YEME İÇME 7 Ağustos 2024
22,5b OKUNMA     94 PAYLAŞIM

İsimleri ve Görünüşleri Benzeyen Türk - Yunan Yemekleri Arasındaki Farklılıklar

Yüzlerce yıl bir arada yaşayan Türkler ve Yunanların yemekleri de birbirine benziyor haliyle. İşte ortak bazı Türk - Yunan yemekleri ve aralarındaki küçük farklılıklar.

yüzlerce yıl boyunca beraber yaşamış kültürlerin yemekleri ve neticesinde isimlerinin de aynı ya da benzer olmasına şu zamanda hala şaşıran insanlar çıkabiliyor demek ki. bu yemeklerin hem kökeni hem de isimleri de kimi zaman yunan, türk, ermeni, arap olabilir. örnekle kiminin köken ismi arapça olmasına rağmen, yemek türk yemeği olabilir.

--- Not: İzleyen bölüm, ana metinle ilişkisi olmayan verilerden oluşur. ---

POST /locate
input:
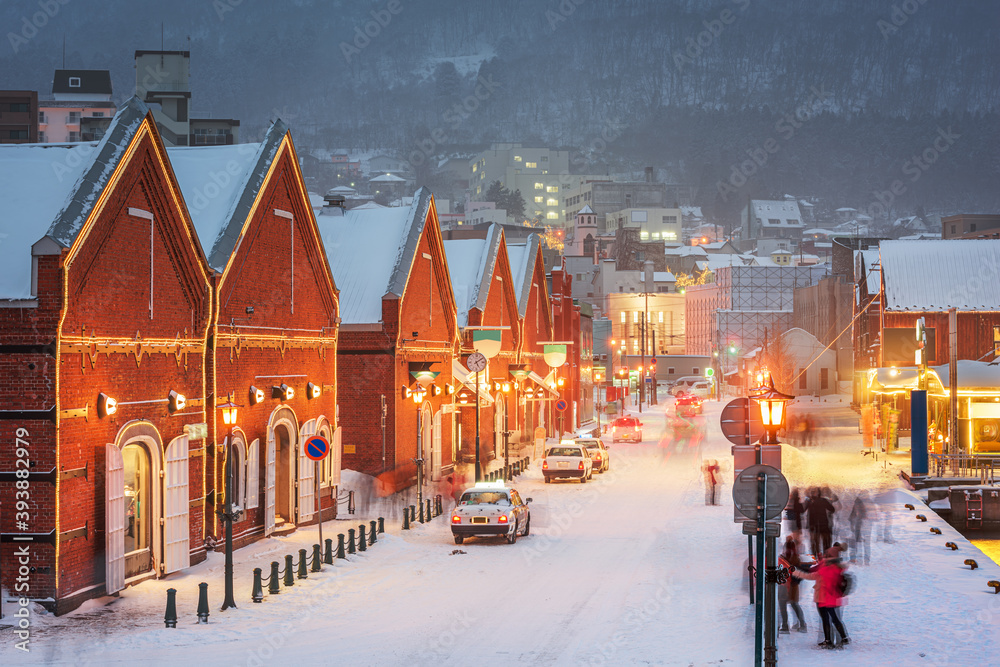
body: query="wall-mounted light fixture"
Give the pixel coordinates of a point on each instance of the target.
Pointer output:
(283, 392)
(256, 395)
(106, 406)
(175, 401)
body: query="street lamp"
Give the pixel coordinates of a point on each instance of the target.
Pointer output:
(229, 410)
(772, 409)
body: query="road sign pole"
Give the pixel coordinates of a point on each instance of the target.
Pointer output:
(761, 527)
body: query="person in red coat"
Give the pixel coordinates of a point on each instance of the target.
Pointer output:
(826, 593)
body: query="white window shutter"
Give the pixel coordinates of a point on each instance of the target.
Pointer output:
(269, 486)
(114, 519)
(307, 474)
(176, 529)
(253, 475)
(336, 449)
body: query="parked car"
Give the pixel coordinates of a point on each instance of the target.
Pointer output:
(688, 404)
(599, 456)
(567, 460)
(490, 508)
(626, 428)
(682, 385)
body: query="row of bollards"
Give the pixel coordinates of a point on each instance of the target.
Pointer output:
(367, 535)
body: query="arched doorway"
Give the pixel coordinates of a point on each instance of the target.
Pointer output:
(138, 481)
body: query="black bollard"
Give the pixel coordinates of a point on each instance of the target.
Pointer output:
(170, 617)
(303, 572)
(317, 565)
(274, 581)
(258, 586)
(203, 602)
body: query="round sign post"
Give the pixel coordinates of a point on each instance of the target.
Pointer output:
(317, 448)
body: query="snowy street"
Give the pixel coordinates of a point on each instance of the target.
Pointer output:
(630, 568)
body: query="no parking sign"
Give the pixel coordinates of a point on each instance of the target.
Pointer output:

bununla beraber, kimi yemekler ismen ve görünüş olarak aynı bile olsalar yapılış ve malzemede farklılıklar gösterirler.

dolma (esasında sarma) - dolmades

türk yaprak sarması da bir çok yöreye göre değişir; etli, etsiz versiyonları vardır. dolmas ise çok daha kalın sarılır ve özellikle taze nane ve dereotu ihtiva eder. yunan dolması daha taze ve limonlu bir tat profiline sahipken, türk sarması daha baharatlı ve aromatik bir tada sahiptir.
aynı zamanda diğer balkan ülkelerinde de dolma ismiyle sarma yemekleri vardır; ama daha çok lahana ile yapılır ve çok daha büyüklerdir.

musakka - moussaka

öncelikle bu yemeğin ismi arapça kökenlidir, 'sulandırılmış' gibi bir anlama gelmektedir. türk mutfağındaki musakka; patates, kabak veya patlıcan gibi sebzelerle yapılırken, yunan versiyonu sadece patlıcan ile yapılır. zaten yunan versiyonu da çok yakın bir zamanda yaratılmıştır. bunu içeriğindeki beşamel sos ile de anlayabilirsiniz. yunan moussaka, katmanlı olur, aynı lazanyada olduğu gibi. italyan bir şef moussaka için fakir lazanyası demişti bir kere.
türk musakkası katmanlı değildir, kelime anlamındaki gibi sulu bir yemek şeklinde yapılır ve genellikle de yanına pilav ile servis edilir. yunan moussaka ise tek başına bir yemektir.

cacık - tzatziki

tzatziki için yunan cacığı demek doğru bir önerme olabilir. kelime köken olarak farsçadır ve kendinden yetişen her tür nebatı temsil eder. içerik olarak da birebir aynı değildir. nitekim içeriğinde kullanılan yunan yoğurdu da bizim süzme yoğurda benzer olsa da aynı değildir; daha kremamsı ve biraz daha ekşidir. bununla beraber salatalık rende olup tuzlanır ve sıkılır ama bu salatalığın suyunun bir kısmı içine sonradan limon suyu ile eklenir ve kıvam olarak haydariye benzer. türk cacığı ise farklı formlarda olur, kimi yerlerde ayran gibi, kimi zaman ise süzme yoğurt ile yapılır, salatalık kimi zaman doğranır, kimi zaman rendelenir.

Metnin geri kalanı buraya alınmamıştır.